5. The method for generating an electronic medical record for clinic based on voice recognition according to claim 4, wherein the LFR-DFSMN model is constructed by 8 layers DFSMN, wherein the number of units (the number of neurons in a hidden layer) of each layer DFSMN is set to 1024, the front-back step size is set to 40, the output of DFSMN is normalized and then substituted into the activation function swish, and finally the output of the next layer is obtained, and the loss rate of regularization is set to 0.5 in each layer DFSMN.

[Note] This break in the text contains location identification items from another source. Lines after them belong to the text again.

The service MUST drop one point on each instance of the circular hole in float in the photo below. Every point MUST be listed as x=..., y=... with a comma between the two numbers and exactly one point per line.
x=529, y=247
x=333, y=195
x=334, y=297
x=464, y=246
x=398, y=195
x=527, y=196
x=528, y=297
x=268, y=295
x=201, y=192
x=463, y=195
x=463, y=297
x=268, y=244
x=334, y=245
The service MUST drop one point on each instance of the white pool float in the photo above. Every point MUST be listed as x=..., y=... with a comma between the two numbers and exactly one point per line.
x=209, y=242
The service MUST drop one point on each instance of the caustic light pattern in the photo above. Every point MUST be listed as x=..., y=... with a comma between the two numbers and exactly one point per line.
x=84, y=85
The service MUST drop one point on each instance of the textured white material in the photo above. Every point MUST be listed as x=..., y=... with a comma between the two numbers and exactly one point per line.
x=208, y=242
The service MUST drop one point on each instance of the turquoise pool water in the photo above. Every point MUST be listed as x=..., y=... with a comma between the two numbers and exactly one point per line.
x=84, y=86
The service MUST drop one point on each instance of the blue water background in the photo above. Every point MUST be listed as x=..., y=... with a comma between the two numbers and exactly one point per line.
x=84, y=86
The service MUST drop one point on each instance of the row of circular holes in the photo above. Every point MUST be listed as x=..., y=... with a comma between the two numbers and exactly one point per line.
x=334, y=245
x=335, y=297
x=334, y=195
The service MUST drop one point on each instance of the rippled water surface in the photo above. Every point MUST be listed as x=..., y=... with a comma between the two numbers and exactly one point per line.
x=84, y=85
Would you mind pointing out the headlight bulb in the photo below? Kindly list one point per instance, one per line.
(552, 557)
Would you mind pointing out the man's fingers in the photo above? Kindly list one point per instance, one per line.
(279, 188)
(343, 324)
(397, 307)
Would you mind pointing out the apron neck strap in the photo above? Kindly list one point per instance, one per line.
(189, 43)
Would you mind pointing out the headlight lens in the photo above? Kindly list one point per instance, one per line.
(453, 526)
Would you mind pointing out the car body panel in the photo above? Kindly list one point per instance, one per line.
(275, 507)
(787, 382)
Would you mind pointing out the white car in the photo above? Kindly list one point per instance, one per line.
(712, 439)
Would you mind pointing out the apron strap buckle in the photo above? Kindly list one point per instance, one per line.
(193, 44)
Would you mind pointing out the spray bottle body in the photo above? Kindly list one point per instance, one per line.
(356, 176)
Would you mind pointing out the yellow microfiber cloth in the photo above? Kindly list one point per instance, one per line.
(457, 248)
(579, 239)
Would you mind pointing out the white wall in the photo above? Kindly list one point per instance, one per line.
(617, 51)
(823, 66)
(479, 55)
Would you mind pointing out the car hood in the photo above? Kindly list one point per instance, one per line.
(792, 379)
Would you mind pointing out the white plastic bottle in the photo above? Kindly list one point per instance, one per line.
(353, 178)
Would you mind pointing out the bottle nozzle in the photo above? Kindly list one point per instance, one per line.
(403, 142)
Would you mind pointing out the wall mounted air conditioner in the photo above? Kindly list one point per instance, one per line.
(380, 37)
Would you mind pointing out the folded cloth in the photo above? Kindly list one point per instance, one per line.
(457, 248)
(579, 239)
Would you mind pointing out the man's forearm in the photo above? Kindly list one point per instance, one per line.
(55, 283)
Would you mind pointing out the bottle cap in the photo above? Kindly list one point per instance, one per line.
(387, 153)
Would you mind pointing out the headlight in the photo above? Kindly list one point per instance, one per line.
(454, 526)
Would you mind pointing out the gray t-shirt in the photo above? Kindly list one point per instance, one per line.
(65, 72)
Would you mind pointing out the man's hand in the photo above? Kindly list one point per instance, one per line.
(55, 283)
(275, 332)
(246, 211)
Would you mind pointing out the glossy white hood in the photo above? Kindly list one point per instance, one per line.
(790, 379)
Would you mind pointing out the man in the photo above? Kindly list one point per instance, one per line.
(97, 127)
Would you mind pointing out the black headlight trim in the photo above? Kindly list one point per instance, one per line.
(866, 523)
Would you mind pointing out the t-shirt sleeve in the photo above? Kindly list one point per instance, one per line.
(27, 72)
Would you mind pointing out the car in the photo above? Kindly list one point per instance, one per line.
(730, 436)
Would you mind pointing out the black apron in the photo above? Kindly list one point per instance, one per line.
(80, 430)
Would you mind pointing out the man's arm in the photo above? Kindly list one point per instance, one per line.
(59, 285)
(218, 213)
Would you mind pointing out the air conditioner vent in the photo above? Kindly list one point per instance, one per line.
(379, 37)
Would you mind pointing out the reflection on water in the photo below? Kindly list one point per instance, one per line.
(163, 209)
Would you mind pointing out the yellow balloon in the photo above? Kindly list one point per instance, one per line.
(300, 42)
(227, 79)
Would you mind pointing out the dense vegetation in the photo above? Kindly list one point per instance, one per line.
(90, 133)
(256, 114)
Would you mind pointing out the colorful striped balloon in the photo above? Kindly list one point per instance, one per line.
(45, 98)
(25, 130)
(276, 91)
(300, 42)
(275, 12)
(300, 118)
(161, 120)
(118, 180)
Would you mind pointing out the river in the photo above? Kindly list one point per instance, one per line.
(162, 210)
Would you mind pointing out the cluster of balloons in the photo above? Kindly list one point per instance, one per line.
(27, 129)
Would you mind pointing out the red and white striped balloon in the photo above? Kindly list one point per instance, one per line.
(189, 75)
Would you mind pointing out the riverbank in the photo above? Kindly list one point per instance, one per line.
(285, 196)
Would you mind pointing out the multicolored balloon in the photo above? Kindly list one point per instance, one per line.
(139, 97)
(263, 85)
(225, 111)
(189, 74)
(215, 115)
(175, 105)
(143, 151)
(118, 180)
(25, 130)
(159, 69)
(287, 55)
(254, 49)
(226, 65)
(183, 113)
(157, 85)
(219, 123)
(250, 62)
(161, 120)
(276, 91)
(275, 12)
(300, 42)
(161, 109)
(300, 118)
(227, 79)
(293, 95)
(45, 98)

6. The method for generating an electronic medical record for an outpatient service based on voice recognition according to any one of claims 2 to 5, wherein the step of processing the communication voice to obtain a plurality of voice frame segments with a time sequence includes:

processing the FFT result by a mel-filter bank, typically consisting of a set of triangular filters, and outputting the response of each filter;

7. The method for generating an electronic medical record for an outpatient service based on speech recognition according to claim 6, wherein the step of structuring the text of the communication to generate and output an electronic medical record for the current patient comprises:

8. An outpatient electronic medical record generating system based on voice recognition, which is characterized by comprising:

9. A computer device, comprising:

A memory for storing a computer program;

A processor for implementing the method for generating an electronic medical record for clinic based on speech recognition according to any one of claims 1-7 when executing the computer program.

10. A storage medium having stored thereon a computer program which, when executed by a processor, implements the steps of the speech recognition based outpatient electronic medical record generation method according to any of claims 1 to 7.